There are all these trails in the world, there are all these dogs, and yet I am alone and mostly lost, what gives. Stopping at that place in Shelburne for cider donuts and coffee.

Hills on which apple trees proceed in stately lines, roughly north to south.

Meet me on the Mohawk Trail. Days later my finger is still bleeding, is this what you want.

Communal crucifixion, communal resurrection.

A treatise on punishment mistaken for a treatise on parenting, how we were made monstrous thereby. Hungry kisses and then the drop to one's knees and then the offering, both ways.

What cannot be joined?

I dream of making love in a room in which a rainy umbrella is still open on the floor, I dream of being breathless in gray light fading. Wrecks at the bottom of Lake Champlain, each a testament to the defining failure of my life.

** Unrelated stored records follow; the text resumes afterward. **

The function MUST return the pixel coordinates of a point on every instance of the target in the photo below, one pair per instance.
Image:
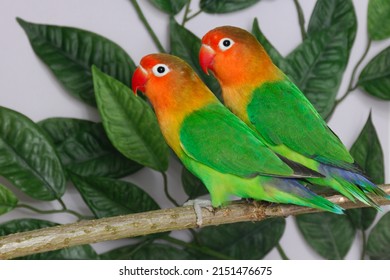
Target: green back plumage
(230, 146)
(279, 110)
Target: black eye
(225, 44)
(160, 69)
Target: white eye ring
(225, 44)
(160, 70)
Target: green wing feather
(284, 117)
(229, 146)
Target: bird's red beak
(140, 77)
(206, 58)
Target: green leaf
(109, 197)
(276, 57)
(130, 123)
(317, 67)
(330, 13)
(362, 218)
(186, 45)
(84, 148)
(378, 21)
(367, 152)
(378, 244)
(70, 53)
(192, 185)
(171, 7)
(318, 63)
(244, 241)
(84, 252)
(375, 77)
(146, 251)
(225, 6)
(8, 200)
(27, 157)
(330, 235)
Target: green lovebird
(214, 144)
(261, 95)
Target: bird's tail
(351, 184)
(291, 191)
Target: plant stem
(281, 252)
(364, 245)
(186, 11)
(301, 19)
(201, 249)
(74, 213)
(166, 189)
(350, 86)
(148, 27)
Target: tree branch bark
(92, 231)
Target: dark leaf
(244, 241)
(330, 13)
(70, 53)
(375, 77)
(171, 7)
(225, 6)
(109, 197)
(330, 235)
(130, 123)
(367, 152)
(276, 57)
(8, 200)
(28, 159)
(317, 67)
(146, 251)
(378, 244)
(84, 252)
(192, 185)
(186, 45)
(84, 148)
(378, 20)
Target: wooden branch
(92, 231)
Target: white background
(27, 86)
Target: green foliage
(84, 252)
(109, 197)
(225, 6)
(330, 235)
(84, 148)
(378, 19)
(375, 77)
(130, 123)
(171, 7)
(70, 53)
(8, 200)
(22, 144)
(33, 157)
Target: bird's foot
(198, 204)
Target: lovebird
(261, 95)
(214, 144)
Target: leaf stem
(301, 19)
(165, 177)
(201, 249)
(186, 11)
(281, 252)
(147, 25)
(364, 244)
(74, 213)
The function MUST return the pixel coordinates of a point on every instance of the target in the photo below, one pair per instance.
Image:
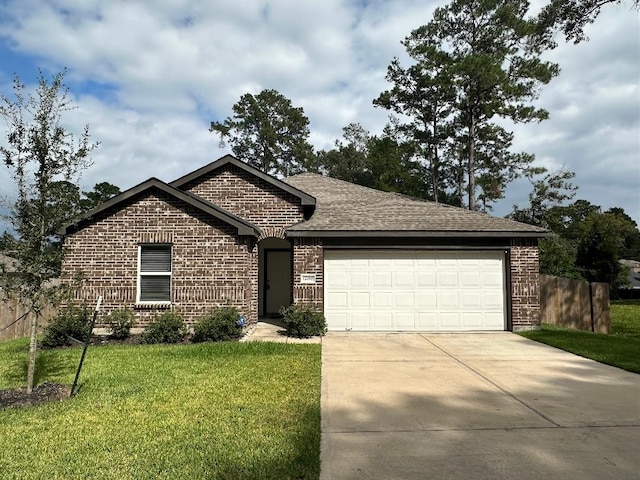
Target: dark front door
(277, 280)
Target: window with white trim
(154, 273)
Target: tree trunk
(33, 345)
(471, 165)
(434, 163)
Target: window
(154, 273)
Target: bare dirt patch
(46, 392)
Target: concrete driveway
(473, 406)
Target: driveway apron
(473, 406)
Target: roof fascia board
(411, 234)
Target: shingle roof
(344, 208)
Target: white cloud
(172, 66)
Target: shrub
(303, 321)
(71, 322)
(224, 323)
(120, 323)
(168, 327)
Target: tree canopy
(475, 62)
(268, 133)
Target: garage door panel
(382, 279)
(414, 290)
(359, 279)
(382, 299)
(382, 320)
(404, 279)
(360, 300)
(426, 300)
(447, 279)
(425, 278)
(405, 300)
(337, 300)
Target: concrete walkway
(274, 331)
(473, 406)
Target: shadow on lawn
(50, 365)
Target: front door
(277, 280)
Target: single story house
(228, 233)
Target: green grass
(621, 348)
(226, 410)
(625, 318)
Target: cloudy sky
(149, 77)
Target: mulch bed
(47, 392)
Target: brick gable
(248, 197)
(211, 264)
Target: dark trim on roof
(412, 234)
(244, 227)
(305, 198)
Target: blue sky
(150, 76)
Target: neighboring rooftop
(345, 207)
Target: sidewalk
(273, 331)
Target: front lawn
(621, 348)
(226, 410)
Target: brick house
(230, 234)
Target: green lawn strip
(625, 318)
(227, 410)
(615, 350)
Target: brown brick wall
(308, 258)
(211, 265)
(525, 285)
(248, 197)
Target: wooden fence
(13, 321)
(575, 304)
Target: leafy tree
(101, 192)
(393, 167)
(552, 190)
(476, 61)
(598, 252)
(268, 133)
(572, 16)
(630, 248)
(558, 257)
(348, 160)
(7, 243)
(44, 161)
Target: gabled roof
(345, 209)
(305, 198)
(244, 227)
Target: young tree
(44, 160)
(268, 133)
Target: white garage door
(368, 290)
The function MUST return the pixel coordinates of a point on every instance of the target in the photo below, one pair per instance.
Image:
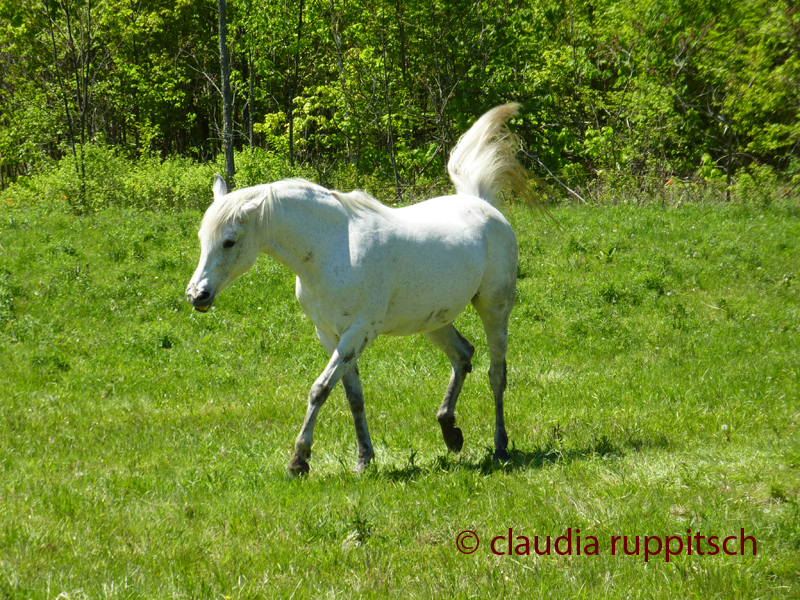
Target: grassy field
(653, 389)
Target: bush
(111, 180)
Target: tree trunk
(227, 106)
(294, 86)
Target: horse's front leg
(343, 358)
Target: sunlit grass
(653, 388)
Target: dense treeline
(611, 89)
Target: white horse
(364, 269)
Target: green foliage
(653, 378)
(112, 180)
(621, 95)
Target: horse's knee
(319, 393)
(498, 376)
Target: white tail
(484, 162)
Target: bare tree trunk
(227, 106)
(250, 98)
(337, 40)
(294, 86)
(67, 112)
(389, 113)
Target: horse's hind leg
(459, 351)
(495, 322)
(355, 398)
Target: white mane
(227, 210)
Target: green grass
(653, 388)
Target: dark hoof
(502, 455)
(454, 440)
(298, 466)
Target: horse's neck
(307, 224)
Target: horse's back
(435, 257)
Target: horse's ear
(248, 208)
(220, 188)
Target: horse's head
(229, 244)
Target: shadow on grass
(602, 448)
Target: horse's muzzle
(201, 300)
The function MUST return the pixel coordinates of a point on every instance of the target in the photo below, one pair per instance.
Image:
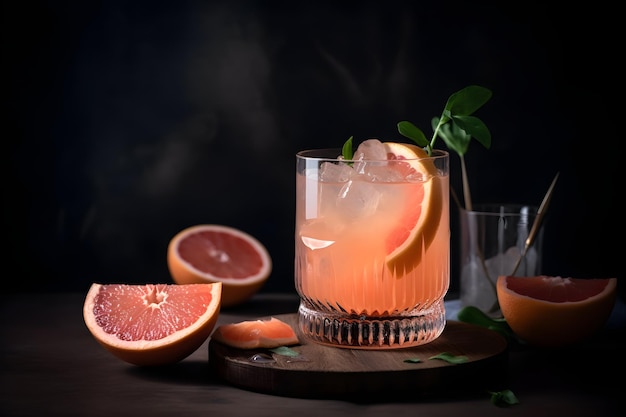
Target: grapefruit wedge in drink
(153, 324)
(214, 253)
(552, 312)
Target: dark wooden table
(51, 366)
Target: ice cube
(358, 199)
(330, 172)
(378, 173)
(369, 150)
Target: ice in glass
(372, 245)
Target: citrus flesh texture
(215, 253)
(553, 312)
(417, 226)
(153, 324)
(254, 334)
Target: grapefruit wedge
(550, 311)
(417, 226)
(253, 334)
(213, 253)
(154, 324)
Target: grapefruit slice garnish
(551, 311)
(214, 253)
(417, 225)
(253, 334)
(154, 324)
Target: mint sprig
(456, 126)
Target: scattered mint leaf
(474, 315)
(445, 356)
(284, 351)
(503, 398)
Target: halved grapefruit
(417, 226)
(253, 334)
(214, 253)
(550, 311)
(154, 324)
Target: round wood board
(321, 371)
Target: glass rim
(498, 209)
(334, 154)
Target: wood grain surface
(321, 371)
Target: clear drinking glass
(493, 237)
(372, 249)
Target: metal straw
(536, 224)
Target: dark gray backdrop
(129, 121)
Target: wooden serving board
(321, 371)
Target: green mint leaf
(347, 151)
(466, 101)
(475, 127)
(445, 356)
(503, 398)
(455, 138)
(473, 315)
(284, 351)
(409, 130)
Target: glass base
(365, 332)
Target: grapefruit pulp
(417, 227)
(553, 311)
(154, 324)
(254, 334)
(213, 253)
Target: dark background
(126, 122)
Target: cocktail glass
(372, 248)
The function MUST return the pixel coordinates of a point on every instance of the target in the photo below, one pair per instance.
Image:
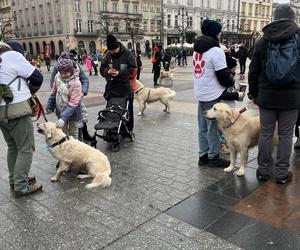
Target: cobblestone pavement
(155, 185)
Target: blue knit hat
(211, 28)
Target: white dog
(147, 95)
(167, 74)
(241, 133)
(71, 152)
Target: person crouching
(65, 97)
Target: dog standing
(241, 133)
(147, 95)
(72, 152)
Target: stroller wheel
(132, 137)
(115, 147)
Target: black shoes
(288, 178)
(29, 189)
(203, 160)
(262, 177)
(30, 180)
(216, 162)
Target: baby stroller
(112, 120)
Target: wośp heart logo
(199, 64)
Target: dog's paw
(54, 179)
(241, 172)
(229, 169)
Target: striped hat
(65, 64)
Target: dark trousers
(242, 66)
(156, 74)
(297, 134)
(286, 120)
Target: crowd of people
(214, 71)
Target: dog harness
(66, 138)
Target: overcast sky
(281, 1)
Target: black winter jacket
(125, 63)
(267, 94)
(205, 43)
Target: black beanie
(111, 42)
(211, 28)
(284, 11)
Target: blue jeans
(208, 134)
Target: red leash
(41, 111)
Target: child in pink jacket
(89, 64)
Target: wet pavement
(159, 197)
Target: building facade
(61, 25)
(254, 15)
(295, 4)
(182, 16)
(6, 20)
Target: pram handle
(123, 117)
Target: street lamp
(184, 14)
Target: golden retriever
(167, 74)
(241, 133)
(71, 152)
(147, 95)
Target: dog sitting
(147, 95)
(167, 75)
(71, 152)
(241, 133)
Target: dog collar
(59, 142)
(137, 91)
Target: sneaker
(29, 189)
(203, 160)
(288, 178)
(224, 149)
(297, 144)
(218, 162)
(30, 180)
(262, 177)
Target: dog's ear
(229, 115)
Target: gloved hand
(49, 111)
(60, 123)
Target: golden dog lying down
(147, 95)
(71, 152)
(241, 133)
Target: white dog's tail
(100, 180)
(171, 94)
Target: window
(250, 10)
(89, 6)
(176, 21)
(219, 4)
(104, 6)
(115, 6)
(90, 26)
(190, 21)
(190, 2)
(78, 25)
(77, 5)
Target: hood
(280, 30)
(15, 46)
(205, 43)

Borders, bastards, broadsides.

Watering pumpkin plants, watching the sun throw planar beams of light down the hill towards me. Almost everything is broken, almost nobody is evil, let's go back to the beginning, let's try again.

Thursday, July 21, 2022

The Secret to Abundance

What I learned about hunting from my father, which haunts me to this day. Shirts I wear, shirts I don't. I promised I'd be here always and I will be, I just didn't think it meant being so alone. Moss on rocks, a little off the river.

Planning a drive to Mansfield to the cemetery, maybe pushing an hour east to the sea, who knows, but once again nobody will travel with me. Drawing the curtains, something shamed in me whispering "tighter." When I was twenty-three I learned I didn't know how to talk to people, it took a long time to fix that. In the name of the father, as if there were any other way.

Dying patches of grass. Starlings nesting in the hollows of the apple tree. Near dusk a storm comes down the valley, and we sit by the horses waiting on it. Wedding bands, wedding bands. 

I see myself sometimes as a monster constructed by others, subject to countless banishments, most of which are deserved, good for the world, et cetera. And the sea rolls in, and the sea rolls out. Waking to moonlight on the floor - knowing again the secret to abundance is gratitude for what is given that you cannot possess and so cannot spend. Yes, we get it, God is disappointed with us, what else is new.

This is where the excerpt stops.